Sono infatti presenti molti sotto-testi di natura socio-politica (come anche in Melancholia) riguardanti in primis il ruolo del potere e la coercizione imposta da un’autorità esterna. Diaz cerca sempre di intrecciare la sua visione del cinema e le storie che racconta con la storia recente delle Filippine: paese martoriato dai regimi e in perenne crisi identitaria. La crisi esistenziale di un paese si intreccia e va di pari passo con quella dei singoli individui. Non a caso film successivo (Florentina Hubaldo, CTE) avremo un’incarnazione delle Filippine in una donna.

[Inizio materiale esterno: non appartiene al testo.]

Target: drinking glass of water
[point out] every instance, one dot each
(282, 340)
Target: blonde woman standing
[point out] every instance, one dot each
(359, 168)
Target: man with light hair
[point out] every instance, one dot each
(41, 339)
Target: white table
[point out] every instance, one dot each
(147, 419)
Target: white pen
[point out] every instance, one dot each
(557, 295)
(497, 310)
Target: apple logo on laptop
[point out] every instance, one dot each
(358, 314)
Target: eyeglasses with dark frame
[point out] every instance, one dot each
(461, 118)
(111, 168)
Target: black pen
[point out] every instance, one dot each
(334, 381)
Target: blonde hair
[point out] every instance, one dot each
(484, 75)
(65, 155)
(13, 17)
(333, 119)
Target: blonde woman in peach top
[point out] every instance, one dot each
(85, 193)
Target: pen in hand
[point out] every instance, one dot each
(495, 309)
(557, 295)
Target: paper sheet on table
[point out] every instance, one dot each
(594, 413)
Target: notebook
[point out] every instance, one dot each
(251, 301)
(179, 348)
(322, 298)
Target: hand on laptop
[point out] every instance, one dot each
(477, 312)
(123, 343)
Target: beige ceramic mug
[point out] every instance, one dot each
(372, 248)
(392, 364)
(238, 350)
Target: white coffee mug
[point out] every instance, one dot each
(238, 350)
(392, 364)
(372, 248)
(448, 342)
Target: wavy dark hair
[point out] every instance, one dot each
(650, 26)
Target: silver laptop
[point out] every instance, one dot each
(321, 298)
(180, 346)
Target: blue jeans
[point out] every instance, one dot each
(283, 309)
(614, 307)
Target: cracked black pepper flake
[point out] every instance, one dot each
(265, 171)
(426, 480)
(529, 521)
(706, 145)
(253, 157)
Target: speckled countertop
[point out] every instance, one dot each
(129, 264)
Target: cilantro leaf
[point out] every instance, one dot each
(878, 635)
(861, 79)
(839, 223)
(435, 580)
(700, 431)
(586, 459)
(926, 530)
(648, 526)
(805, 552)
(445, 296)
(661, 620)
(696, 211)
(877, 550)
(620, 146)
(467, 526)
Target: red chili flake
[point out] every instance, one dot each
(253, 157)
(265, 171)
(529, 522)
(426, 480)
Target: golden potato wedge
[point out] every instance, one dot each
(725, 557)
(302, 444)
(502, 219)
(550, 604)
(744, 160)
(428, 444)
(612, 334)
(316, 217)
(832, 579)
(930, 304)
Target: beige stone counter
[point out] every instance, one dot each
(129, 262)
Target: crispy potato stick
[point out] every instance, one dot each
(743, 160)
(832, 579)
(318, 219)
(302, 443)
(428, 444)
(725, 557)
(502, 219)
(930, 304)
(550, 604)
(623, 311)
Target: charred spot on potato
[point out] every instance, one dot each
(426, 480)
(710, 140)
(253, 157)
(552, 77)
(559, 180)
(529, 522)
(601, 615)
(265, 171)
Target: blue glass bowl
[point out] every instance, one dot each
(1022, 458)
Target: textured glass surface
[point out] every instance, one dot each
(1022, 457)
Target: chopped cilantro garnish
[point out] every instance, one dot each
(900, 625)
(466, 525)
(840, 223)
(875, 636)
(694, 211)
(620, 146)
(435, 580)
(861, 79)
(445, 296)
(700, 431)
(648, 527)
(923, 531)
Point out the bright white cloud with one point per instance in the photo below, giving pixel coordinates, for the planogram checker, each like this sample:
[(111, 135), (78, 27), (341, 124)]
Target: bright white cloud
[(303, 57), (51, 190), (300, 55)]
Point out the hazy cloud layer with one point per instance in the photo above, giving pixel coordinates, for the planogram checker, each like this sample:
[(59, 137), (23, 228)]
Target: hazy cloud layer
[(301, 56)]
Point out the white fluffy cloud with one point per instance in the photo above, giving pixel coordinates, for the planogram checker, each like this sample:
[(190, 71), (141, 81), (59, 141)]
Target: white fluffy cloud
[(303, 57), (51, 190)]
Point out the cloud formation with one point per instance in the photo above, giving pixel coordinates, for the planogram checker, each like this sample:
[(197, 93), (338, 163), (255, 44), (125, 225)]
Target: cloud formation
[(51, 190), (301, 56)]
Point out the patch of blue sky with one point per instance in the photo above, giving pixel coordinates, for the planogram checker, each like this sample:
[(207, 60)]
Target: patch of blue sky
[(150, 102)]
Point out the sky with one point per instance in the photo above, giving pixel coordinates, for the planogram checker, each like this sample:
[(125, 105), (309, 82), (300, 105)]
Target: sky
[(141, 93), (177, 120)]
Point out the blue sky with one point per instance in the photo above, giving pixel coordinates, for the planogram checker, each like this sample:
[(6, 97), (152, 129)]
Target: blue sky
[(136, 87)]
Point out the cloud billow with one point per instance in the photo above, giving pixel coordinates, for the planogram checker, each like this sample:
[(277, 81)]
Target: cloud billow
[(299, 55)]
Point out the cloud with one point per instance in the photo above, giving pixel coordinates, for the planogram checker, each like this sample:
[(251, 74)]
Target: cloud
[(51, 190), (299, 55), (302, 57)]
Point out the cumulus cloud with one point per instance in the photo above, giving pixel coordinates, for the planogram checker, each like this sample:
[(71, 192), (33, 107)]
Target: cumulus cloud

Le Filippine rimangono il punto di partenza di Lav Diaz nello sviluppare la sua concezione del mondo e dell’essere. 

 

Gli estenuanti fermi-immagine (elemento già consolidato nel linguaggio di Lav Diaz) sono ancora una volta indice di una temporalità rarefatta fino all’eccesso (anche se forse in maniera meno intensa rispetto a Melancholia, che fungeva da riflessione sul vuoto stesso, senza apparente via d’uscita). Spiccano sprazzi naturalistici degni di nota: Diaz vuole immortalare l’immenso, il vuoto, l’infinito spazio dove gli uomini, cani randagi senza meta, sono costretti a vagare. I movimenti di macchina sono quasi completamente inesistenti, il montaggio si inserisce tra una sequenza e la successiva, frammento dopo frammento, anche a distanza di decine di minuti. Diaz opera per rarefazione, alienazione e straniamento nell’immagine, spesso senza adottare particolari soluzioni estetiche (anche se è presente la ricerca di una certa espressività, che però è una ricerca del vuoto).

Quello di Diaz è un cinema dell’immagine portato alle estreme conseguenze. L’immagine si pone a confronto diretto con lo spettatore, il quale, se disposto a stare al gioco, verrà trascinato come da una forza magnetica.